There are different methods available for invoking COM objects at runtime in .NET, including late binding. In this article Beth from the Wrox team will walk us through them, providing examples for each.
Using Late Bound COM Objects - Late Binding in .NET: Monitoring Performance of the Various Invocation Methods (Page 5 of 6 )
We have seen a variety of ways to bind to a COM object at runtime. As I pointed out in the beginning of this article, late binding itself carries some rather severe performance penalties. To avoid impacting performance further, you will want to evaluate the relative speed of these invocation methods for your own COM object. To do this, I suggest maintaining a simple test harness to invoke the target COM object each of the three ways on your version of Visual Studio .NET. This will help you make choices for your current code. The tests should then be re-run when the final .NET bits are released to determine if your invocation strategy needs to change. To help you get started, our .NET project provides a simplistic performance testing harness. These final routines of the project call each of the three invocation examples 5,000 times and report the number of seconds required for each set of 5,000 invocations (as a caveat, this is a simplistic example. The COM methods are only passing small strings, and everything is instantiated locally).

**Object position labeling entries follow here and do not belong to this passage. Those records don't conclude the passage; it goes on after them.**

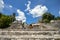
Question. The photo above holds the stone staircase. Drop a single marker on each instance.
(29, 35)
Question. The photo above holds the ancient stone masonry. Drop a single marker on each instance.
(38, 32)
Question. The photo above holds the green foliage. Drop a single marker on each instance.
(57, 18)
(5, 21)
(47, 17)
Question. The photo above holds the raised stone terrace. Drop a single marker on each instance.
(37, 32)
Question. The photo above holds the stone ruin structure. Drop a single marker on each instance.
(39, 31)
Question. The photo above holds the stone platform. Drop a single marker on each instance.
(29, 35)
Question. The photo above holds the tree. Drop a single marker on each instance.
(5, 21)
(13, 17)
(0, 15)
(47, 17)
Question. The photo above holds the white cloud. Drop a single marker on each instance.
(28, 6)
(38, 10)
(1, 5)
(10, 6)
(21, 16)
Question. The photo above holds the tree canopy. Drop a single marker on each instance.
(47, 17)
(5, 20)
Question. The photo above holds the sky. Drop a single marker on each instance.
(29, 11)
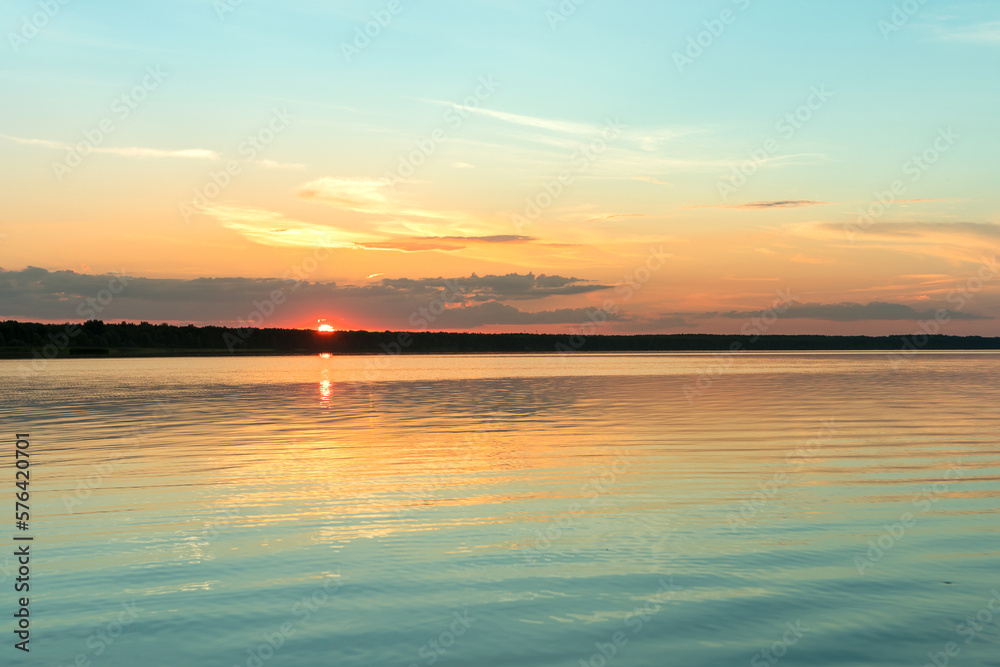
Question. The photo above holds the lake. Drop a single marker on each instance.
(647, 509)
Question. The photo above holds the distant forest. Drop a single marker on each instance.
(96, 338)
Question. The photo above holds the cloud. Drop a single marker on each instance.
(568, 127)
(274, 229)
(353, 194)
(271, 164)
(36, 293)
(804, 259)
(853, 312)
(765, 205)
(496, 313)
(133, 152)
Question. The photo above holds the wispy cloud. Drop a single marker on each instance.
(766, 205)
(274, 229)
(854, 312)
(128, 151)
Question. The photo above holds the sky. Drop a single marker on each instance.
(503, 165)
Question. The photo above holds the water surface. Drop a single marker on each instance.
(653, 509)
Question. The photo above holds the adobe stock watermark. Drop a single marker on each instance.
(454, 117)
(439, 645)
(704, 40)
(915, 167)
(893, 533)
(786, 127)
(370, 31)
(901, 15)
(633, 283)
(755, 328)
(959, 298)
(32, 25)
(265, 308)
(971, 628)
(635, 621)
(249, 149)
(562, 13)
(121, 108)
(580, 162)
(795, 460)
(101, 640)
(780, 648)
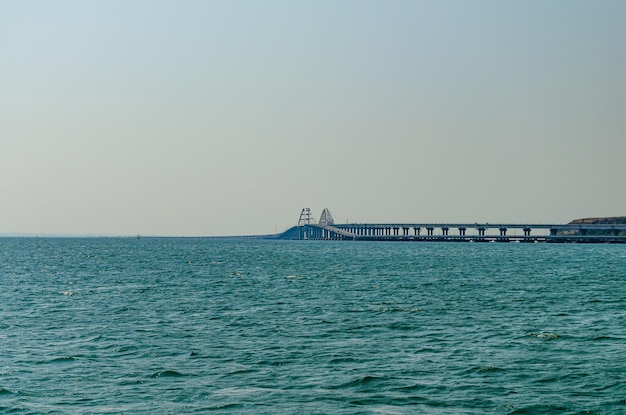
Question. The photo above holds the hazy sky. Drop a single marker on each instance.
(228, 117)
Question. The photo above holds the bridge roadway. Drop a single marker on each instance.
(478, 232)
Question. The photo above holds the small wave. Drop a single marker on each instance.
(489, 369)
(365, 381)
(167, 374)
(63, 359)
(544, 335)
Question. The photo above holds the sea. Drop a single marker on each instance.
(237, 326)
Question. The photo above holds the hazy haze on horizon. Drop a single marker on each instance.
(227, 118)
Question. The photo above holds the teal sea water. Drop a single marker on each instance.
(142, 326)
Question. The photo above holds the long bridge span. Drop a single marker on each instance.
(326, 229)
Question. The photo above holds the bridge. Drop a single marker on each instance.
(326, 229)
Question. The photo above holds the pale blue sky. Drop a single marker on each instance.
(222, 118)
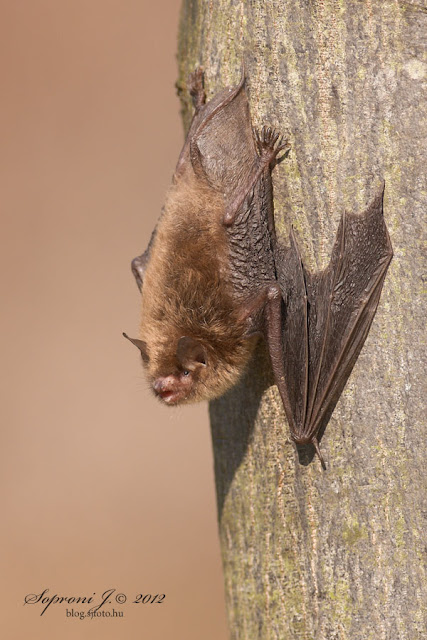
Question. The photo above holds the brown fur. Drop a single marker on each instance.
(185, 293)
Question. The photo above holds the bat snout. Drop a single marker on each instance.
(167, 389)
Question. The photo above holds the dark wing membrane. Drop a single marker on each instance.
(328, 316)
(294, 388)
(223, 147)
(342, 304)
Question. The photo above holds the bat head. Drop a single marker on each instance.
(176, 376)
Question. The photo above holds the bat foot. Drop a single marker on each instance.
(269, 143)
(316, 446)
(196, 87)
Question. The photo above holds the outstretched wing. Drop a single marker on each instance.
(328, 316)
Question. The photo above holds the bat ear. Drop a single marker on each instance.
(191, 353)
(140, 344)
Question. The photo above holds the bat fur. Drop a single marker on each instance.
(214, 278)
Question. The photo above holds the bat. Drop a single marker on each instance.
(214, 277)
(327, 319)
(207, 278)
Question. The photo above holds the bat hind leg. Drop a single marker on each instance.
(316, 446)
(269, 144)
(196, 88)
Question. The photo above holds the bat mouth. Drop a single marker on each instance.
(169, 396)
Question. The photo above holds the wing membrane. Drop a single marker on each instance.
(328, 316)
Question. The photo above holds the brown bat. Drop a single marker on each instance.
(214, 278)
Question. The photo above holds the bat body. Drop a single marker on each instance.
(208, 273)
(214, 277)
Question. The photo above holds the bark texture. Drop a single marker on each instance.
(339, 554)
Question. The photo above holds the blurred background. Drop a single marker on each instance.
(101, 487)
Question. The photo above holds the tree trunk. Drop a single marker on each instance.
(339, 554)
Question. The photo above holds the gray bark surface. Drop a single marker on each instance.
(339, 554)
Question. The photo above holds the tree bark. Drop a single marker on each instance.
(339, 554)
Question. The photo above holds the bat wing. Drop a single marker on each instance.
(222, 148)
(328, 316)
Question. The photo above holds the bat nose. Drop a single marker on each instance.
(163, 384)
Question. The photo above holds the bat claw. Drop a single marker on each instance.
(316, 446)
(270, 142)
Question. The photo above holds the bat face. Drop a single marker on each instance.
(183, 372)
(179, 377)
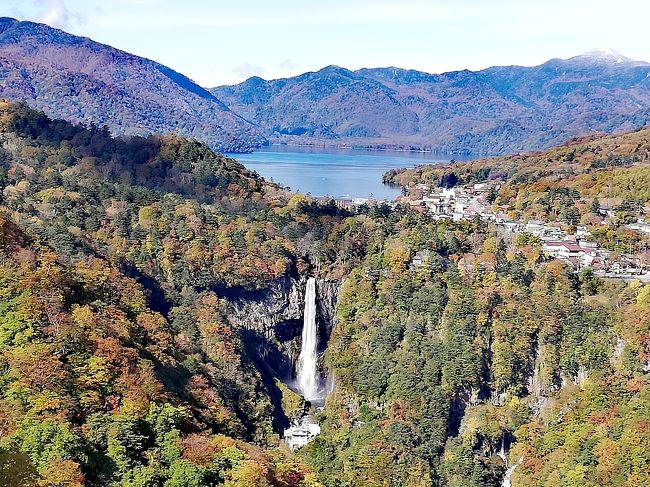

In my testing, the simple COM instantiation, without an RCW, was sometimes marginally faster. If the application timed this "simple" routine before timing the two RCW-related methods, the simple example was generally about 1 second faster. On the other hand, if the simple example was timed last, the performance of all three methods was equivalent. Try these timings on your own late-bound objects as your mileage may vary.
Note that the .NET Framework SDK license prohibits formal benchmarking of the code at this time (a reasonable requirement considering we're working with beta code), so these are not authoritative recommendations in this area. Your mileage will vary from mine, and will undoubtedly also vary between Beta 2, Release Candidate 1, and the final released code.